A bruising return to life back in the Championship for Scunthorpe began with a 0–4 thrashing at the brand new Cardiff City Stadium which saw them immediately sink to the bottom of the table, although a win at home to Derby offered some form of redemption as well as hope that survival may not be beyond them. Defeats at home to recently relegated Middlesbrough and QPR, interspersed with another mauling on their travels at Sheffield Wednesday, meant that the Iron ended August having lost 4 out of 5 league games.
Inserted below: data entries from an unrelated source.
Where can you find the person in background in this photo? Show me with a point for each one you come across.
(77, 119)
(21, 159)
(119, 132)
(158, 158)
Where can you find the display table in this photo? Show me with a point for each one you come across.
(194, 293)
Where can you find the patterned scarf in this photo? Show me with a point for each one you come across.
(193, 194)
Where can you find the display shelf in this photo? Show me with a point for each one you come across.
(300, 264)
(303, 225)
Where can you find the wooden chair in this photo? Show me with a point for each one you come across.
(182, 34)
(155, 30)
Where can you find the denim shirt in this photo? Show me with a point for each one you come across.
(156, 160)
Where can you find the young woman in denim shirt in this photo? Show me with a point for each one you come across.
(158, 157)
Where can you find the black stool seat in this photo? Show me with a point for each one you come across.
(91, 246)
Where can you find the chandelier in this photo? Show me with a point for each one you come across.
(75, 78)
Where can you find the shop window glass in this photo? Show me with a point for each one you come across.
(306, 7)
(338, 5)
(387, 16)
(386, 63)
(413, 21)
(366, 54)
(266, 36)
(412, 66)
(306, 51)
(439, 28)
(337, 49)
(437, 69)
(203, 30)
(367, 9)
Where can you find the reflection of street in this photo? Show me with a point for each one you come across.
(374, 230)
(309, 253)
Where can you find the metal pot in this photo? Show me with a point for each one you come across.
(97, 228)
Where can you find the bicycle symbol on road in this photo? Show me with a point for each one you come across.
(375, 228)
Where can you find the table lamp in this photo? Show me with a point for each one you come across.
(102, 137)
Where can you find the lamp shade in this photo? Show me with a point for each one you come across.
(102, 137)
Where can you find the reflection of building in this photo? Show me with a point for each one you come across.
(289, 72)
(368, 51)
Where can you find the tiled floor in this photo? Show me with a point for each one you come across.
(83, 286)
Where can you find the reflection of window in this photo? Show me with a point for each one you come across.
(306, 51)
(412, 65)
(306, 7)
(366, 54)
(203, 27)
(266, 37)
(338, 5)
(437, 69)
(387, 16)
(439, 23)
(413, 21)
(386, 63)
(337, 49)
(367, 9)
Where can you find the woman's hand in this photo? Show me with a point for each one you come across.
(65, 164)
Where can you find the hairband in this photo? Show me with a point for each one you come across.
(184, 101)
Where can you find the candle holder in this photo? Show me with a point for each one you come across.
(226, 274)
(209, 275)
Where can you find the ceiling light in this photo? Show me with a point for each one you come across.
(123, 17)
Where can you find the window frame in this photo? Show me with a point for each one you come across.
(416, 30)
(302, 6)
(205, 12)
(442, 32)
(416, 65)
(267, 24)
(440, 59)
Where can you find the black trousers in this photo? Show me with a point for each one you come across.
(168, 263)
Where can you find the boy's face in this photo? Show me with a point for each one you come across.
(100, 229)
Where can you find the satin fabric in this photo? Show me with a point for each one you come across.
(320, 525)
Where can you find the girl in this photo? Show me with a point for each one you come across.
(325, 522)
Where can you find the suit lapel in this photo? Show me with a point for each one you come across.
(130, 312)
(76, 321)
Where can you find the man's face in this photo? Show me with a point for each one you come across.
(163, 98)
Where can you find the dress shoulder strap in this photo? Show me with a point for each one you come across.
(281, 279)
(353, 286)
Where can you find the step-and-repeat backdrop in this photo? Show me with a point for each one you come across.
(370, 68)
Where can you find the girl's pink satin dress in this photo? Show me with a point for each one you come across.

Two wins in the League Cup provided some light relief as Scunny progressed into the third round of the competition.

====September====

12 September 2009
Crystal Palace 0-4 Scunthorpe United
  Scunthorpe United: Forte 4', Hayes 58', Togwell 66', O'Connor 68'

15 September 2009
Scunthorpe United 3-1 Preston North End
  Scunthorpe United: McCann 12', Hooper 42', 53'
  Preston North End: Parkin 58'

19 September 2009
Bristol City 1-1 Scunthorpe
  Bristol City: Saborio 50'
  Scunthorpe: McCann

26 September 2009
Scunthorpe United 2-2 Doncaster Rovers
  Scunthorpe United: Byrne 72', McCann
  Doncaster Rovers: Woods 13', Sharp 61'

30 September 2009
Nottingham Forest 2-0 Scunthorpe
  Nottingham Forest: Chambers 71', Blackstock 76'

September began with a much greater encouragement as Scunthorpe kickstarted their season with an impressive 4–0 win at Crystal Palace, followed up with victory over Preston at Glanford Park. A pair of injury-time equalisers (both from Grant McCann), first at Bristol City then again at home to Doncaster, pushed them up to 15th in the early season table, before their 4-match unbeaten run was ended by Nottingham Forest at the City Ground.